Rajan Sah, MD, PhD, assistant professor of internal medicine in the UI Carver College of Medicine, has received a three-year, $400,000 Carver Trust Young Investigator award to study the role of fat-cell expansion in the development of insulin resistance and diabetes.
"Fat cells, or adipocytes, are notorious for their tremendous ability to expand and grow. A fat cell can increase its surface area by more than tenfold and volume by more than 30 times in the setting of obesity," says Sah, who also is a member of the Fraternal Order of Eagles Diabetes Research Center and the Abboud Cardiovascular Research Center.
This raises some interesting questions about the biology of fat cells: What are the mechanisms that permit such remarkable expansion of fat cells?
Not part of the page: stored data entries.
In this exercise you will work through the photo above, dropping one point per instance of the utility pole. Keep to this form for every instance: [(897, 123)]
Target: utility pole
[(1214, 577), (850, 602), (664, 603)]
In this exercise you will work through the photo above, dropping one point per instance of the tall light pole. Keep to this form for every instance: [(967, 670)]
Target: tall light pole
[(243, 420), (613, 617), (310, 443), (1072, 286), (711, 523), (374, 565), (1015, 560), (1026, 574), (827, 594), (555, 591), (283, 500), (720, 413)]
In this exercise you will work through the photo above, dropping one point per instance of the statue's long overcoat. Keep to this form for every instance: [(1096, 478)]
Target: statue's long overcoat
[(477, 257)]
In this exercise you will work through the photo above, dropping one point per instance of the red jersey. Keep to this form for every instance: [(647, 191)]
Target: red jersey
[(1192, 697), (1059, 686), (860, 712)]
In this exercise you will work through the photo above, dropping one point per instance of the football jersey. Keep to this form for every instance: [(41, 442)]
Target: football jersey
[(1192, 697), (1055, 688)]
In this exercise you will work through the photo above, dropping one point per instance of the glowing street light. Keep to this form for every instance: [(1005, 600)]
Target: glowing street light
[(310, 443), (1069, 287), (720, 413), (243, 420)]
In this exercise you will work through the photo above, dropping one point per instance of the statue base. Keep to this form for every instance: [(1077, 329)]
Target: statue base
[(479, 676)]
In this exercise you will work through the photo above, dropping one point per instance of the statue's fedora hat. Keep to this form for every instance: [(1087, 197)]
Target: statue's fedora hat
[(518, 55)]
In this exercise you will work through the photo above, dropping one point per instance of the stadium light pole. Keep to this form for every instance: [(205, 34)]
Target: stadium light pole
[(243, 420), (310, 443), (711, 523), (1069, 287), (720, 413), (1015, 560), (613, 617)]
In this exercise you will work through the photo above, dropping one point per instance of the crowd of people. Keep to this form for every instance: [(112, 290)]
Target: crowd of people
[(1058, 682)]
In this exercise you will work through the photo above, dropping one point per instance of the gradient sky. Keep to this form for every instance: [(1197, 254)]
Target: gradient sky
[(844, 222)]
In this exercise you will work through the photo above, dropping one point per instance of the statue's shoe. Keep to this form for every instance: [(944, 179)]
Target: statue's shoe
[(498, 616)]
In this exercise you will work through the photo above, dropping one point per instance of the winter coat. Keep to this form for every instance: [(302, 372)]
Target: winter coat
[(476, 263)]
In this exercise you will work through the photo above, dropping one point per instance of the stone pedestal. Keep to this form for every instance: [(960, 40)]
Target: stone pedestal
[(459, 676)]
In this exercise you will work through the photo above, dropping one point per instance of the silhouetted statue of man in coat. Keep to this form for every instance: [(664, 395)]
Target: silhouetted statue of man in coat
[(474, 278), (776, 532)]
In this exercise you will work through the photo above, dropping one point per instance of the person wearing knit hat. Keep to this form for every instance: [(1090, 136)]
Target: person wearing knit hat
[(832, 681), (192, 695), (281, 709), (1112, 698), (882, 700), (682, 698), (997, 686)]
Do fat cells have cellular “stretch” sensors that respond to changes in cell size? And can diabetes or insulin resistance arise from “overstretching” of fat cells?
Sah and his team have recently discovered a novel stretch/swell-activated ion channel in mouse and human fat cells. In immune cells, this channel activates a signaling pathway important for development. The same signaling pathway in fat cells controls glucose uptake and cellular fat accumulation.
Sah will use the Carver Trust funding to study the new idea that this ion channel—called SWELL1—connects sensing of adipocyte size with regulation of fat metabolism. Understanding the basic biology of fat storage might help researchers identify new therapeutic targets for the prevention of obesity and associated diseases like diabetes.